There’s also a display of past winners, titled the Best of the Best, at the Golden Isles Welcome Center, 529 Beachview Drive, St. Simons Island.
Robinson has photographs in more than one of the exhibits, including this year’s People Choice winner, which is featured at Glynn Visual Arts. The image is of the St. Simons Island lighthouse during a foggy morning.
“I love to go out on foggy days. I love shooting fog. I was walking around and saw this angle with the trees framing the lighthouse. I was in the middle of the street, dodging cars,” she said with a laugh. “I love it. It moves the emotions. It just draws you in.”
For Robinson, a lot of perfecting her skills has come through trial and error. She’s learned a lot and often offers newbie photogs a bit of solid advice.
“I would suggest watching your background ... make sure there are no telephone polls sticking out of people’s heads or anything like that. Be sure you have a high shutter speed for fast moving subjects,” she said. “Also walk around. Look at different angles, don’t stand in one spot. And keep doing it.”
Like Robinson, Bob Kelterborn focuses on trying to see his subjects in a new way. He has won a number of awards for his work, including nabbing second place in the “Open” category for his Big Photo Show entry, “Reflections.”
That image illustrates how everyday objects can become extraordinary when viewed through the right lens.
“The picture ‘Reflections’ of the building across the street from my hotel room in Denver was interesting because its windows reflected the white stone pillars of my hotel façade,” he said.
“I needed a late checkout to have the sun come around to reach the base level of our building. The strong side angle gave good contrast and shape to the pillars.”
Creating that play of light and shade is one of Kelterborn’s key tips for those looking to build their photography chops.
“The sun changes color and direction throughout the day. Does it enhance or detract from the subject, should you wait or return when the lighting is perfect?,” he said.
Waiting for the right moment is a critical concept in photography. Many of the guild members stress that the magic only happens when one is patient. That notion has paid off time and again for Elma Andrews, the guild’s past-president, especially when animals are her subjects.
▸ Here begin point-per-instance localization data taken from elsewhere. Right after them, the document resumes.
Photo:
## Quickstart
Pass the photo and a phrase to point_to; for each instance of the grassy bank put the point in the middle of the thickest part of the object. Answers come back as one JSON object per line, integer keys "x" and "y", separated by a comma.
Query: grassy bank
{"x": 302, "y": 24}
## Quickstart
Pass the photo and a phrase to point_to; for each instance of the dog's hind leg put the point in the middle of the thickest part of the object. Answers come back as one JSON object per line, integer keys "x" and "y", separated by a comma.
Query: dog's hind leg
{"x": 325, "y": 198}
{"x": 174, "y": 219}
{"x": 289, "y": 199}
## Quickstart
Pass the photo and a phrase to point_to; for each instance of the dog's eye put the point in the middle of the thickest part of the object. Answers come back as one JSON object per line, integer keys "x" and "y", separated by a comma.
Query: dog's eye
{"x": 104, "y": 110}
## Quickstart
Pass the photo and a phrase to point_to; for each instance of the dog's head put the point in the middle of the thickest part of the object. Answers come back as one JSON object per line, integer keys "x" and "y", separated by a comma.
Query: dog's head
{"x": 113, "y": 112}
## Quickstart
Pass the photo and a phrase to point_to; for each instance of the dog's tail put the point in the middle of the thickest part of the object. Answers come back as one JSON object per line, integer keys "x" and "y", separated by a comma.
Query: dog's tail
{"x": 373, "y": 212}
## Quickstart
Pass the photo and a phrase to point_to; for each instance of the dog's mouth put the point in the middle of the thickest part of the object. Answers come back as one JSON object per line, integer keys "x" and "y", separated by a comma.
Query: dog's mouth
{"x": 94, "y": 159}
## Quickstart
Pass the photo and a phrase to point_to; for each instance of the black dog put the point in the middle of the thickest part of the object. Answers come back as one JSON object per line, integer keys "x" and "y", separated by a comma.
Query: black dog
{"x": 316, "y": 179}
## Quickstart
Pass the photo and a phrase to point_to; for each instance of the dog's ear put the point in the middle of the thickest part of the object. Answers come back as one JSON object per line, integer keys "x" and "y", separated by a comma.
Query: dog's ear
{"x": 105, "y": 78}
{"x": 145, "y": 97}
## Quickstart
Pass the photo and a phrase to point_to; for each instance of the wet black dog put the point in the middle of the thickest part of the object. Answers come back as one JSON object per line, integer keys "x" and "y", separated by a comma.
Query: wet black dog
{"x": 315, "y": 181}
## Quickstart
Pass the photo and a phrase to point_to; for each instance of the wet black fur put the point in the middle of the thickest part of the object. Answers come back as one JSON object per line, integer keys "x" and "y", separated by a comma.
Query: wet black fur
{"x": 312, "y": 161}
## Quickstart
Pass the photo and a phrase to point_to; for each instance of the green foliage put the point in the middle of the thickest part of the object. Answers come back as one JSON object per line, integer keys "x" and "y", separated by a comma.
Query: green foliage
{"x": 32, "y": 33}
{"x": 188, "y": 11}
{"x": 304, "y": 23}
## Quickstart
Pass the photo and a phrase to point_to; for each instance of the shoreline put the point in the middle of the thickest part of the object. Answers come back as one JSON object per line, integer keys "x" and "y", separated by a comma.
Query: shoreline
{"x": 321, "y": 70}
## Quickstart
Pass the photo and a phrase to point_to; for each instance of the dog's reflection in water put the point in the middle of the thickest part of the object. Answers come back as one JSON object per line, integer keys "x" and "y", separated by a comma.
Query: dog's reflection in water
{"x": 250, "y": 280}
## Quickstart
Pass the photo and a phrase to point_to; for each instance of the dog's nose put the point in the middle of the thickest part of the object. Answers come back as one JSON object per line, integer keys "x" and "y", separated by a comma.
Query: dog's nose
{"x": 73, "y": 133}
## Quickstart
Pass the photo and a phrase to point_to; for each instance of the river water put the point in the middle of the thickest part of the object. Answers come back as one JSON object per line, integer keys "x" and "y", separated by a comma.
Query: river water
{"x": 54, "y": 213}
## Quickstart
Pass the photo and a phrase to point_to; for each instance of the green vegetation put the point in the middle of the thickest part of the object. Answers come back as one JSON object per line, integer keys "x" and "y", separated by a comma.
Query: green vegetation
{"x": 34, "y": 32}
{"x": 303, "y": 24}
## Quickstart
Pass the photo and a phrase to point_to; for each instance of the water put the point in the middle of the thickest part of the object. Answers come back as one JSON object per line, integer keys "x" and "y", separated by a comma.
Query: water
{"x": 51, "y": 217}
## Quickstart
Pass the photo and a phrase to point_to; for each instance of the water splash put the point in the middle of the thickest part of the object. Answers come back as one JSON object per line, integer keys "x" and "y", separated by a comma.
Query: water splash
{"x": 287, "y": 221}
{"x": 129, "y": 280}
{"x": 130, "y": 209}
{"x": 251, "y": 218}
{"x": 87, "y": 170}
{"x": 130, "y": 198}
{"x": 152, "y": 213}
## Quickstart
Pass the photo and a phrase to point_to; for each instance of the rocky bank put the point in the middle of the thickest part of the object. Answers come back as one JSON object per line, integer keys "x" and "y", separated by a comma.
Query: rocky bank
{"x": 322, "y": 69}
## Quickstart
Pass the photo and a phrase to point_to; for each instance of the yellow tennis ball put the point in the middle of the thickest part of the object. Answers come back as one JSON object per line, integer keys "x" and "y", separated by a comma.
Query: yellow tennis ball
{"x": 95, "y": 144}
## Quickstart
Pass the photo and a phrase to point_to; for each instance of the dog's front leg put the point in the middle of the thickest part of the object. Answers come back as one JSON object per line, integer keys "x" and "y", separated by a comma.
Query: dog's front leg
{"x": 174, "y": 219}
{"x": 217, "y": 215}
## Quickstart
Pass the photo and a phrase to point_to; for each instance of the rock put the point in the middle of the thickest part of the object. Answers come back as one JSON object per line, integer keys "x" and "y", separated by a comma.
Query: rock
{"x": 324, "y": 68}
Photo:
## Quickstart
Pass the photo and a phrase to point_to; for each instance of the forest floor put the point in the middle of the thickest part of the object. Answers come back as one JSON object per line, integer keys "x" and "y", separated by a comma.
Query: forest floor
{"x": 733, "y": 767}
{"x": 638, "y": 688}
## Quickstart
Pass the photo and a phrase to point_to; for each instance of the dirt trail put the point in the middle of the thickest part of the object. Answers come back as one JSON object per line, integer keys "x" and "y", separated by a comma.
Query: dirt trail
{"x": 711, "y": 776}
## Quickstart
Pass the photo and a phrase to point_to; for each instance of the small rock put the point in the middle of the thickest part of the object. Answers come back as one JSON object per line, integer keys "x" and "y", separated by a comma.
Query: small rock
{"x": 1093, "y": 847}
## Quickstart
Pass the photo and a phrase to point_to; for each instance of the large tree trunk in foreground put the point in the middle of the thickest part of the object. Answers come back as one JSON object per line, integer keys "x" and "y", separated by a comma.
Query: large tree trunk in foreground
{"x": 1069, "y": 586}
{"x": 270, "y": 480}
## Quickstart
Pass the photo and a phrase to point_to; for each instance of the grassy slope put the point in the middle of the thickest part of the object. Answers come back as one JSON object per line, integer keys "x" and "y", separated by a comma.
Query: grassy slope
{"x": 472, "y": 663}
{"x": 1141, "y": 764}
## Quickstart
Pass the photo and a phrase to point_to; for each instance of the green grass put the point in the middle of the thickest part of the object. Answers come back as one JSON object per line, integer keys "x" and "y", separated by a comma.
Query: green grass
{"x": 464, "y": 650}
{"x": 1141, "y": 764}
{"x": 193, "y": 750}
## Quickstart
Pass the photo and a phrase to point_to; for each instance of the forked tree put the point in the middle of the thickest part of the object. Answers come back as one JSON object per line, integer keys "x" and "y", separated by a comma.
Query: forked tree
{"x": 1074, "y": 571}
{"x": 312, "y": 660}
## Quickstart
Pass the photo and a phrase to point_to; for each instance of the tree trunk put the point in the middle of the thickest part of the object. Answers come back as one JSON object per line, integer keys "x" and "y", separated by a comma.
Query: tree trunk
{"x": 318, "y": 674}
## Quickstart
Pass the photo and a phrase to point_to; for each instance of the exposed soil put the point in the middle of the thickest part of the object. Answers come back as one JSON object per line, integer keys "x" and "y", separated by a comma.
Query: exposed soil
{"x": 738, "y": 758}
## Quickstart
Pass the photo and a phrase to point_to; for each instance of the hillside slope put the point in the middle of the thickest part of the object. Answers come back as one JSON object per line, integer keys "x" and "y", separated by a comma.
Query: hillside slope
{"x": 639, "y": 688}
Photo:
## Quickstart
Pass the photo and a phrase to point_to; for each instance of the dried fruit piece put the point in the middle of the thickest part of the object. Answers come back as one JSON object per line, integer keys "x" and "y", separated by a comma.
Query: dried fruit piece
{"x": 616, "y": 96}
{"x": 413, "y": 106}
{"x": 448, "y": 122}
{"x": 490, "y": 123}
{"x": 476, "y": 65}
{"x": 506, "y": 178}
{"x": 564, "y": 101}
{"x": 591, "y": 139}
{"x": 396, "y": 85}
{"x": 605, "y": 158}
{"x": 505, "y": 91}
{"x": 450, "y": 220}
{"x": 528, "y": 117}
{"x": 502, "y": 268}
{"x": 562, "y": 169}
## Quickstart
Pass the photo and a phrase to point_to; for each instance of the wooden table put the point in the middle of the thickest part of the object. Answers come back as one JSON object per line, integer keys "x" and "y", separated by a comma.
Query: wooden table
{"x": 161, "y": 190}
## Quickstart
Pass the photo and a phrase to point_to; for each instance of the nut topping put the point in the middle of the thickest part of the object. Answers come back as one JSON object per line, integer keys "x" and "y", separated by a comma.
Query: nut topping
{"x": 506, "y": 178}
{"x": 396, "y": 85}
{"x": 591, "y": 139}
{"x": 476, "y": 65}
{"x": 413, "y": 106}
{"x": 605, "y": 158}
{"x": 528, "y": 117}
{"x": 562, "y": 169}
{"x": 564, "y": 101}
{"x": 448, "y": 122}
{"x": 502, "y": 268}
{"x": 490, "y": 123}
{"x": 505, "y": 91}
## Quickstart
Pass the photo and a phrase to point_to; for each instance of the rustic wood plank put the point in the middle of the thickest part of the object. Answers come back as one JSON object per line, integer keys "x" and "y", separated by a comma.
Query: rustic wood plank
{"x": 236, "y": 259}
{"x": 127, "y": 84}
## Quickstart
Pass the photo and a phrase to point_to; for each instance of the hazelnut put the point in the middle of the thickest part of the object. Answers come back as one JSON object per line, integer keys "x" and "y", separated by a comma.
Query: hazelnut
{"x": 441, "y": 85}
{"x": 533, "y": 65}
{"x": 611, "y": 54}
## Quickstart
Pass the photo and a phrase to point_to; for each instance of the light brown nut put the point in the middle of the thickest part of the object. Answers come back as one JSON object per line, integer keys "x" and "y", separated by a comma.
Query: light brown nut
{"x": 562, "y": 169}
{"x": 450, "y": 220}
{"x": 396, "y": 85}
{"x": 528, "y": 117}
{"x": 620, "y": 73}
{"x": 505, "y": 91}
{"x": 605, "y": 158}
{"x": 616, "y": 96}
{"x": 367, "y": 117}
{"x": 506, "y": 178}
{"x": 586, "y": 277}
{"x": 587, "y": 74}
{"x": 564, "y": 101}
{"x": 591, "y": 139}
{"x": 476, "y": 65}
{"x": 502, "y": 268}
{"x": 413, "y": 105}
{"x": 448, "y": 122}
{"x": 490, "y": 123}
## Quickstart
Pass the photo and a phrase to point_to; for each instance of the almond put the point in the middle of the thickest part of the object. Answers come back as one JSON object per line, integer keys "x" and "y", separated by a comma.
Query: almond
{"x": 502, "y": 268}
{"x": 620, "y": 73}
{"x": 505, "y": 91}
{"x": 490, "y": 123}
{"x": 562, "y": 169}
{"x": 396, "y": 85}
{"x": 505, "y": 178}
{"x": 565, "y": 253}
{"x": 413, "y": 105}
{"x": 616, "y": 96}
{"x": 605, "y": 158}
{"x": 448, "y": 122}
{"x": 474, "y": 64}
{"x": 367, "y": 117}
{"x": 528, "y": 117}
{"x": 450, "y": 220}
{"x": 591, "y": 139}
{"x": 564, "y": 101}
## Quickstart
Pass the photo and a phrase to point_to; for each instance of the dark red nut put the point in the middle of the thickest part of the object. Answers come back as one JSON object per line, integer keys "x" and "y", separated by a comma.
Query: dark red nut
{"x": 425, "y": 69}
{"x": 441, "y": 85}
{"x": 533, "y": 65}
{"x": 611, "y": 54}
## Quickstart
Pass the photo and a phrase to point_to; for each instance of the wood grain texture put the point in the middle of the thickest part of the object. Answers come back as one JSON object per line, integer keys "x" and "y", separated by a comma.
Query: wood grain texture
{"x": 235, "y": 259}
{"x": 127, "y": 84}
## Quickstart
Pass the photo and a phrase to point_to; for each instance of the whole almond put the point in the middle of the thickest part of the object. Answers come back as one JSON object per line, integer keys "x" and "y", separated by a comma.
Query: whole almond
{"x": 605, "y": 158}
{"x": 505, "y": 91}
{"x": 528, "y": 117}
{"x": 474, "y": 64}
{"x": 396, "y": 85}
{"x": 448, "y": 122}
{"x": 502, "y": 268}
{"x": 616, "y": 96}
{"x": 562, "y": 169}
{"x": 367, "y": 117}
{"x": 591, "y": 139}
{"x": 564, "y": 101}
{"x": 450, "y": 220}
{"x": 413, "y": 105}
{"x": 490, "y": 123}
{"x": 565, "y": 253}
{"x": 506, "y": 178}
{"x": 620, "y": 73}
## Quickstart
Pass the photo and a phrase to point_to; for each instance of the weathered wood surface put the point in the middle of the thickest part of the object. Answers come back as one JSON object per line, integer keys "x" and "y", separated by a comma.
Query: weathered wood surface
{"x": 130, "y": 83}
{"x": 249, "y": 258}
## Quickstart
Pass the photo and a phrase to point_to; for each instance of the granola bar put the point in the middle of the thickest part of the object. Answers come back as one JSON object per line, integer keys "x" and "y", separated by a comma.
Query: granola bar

“Shooting wildlife will teach you patience. My ‘Looking for Love,’ an egret in breeding plumage was a waiting game. You have to wait until the subject does something interesting. Remember with any bird or animal the eyes are the key to producing an image that holds the viewers attention,” she said.
She also showcased the same concept in her “Red, White and Blue,” the first place winner in the Big Photo Show’s “Open” category. It is a powerful image of the American flag waving on the ship, the Lynx, docked in Brunswick. The moment struck her as one with multiple meanings that prompt the viewer to consider a variety of questions. Trying to provoke thought and creating layers of significance is always a priority for Andrews.
“I saw the image and felt that it contained a variety of levels which would communicate with the viewer,” she said.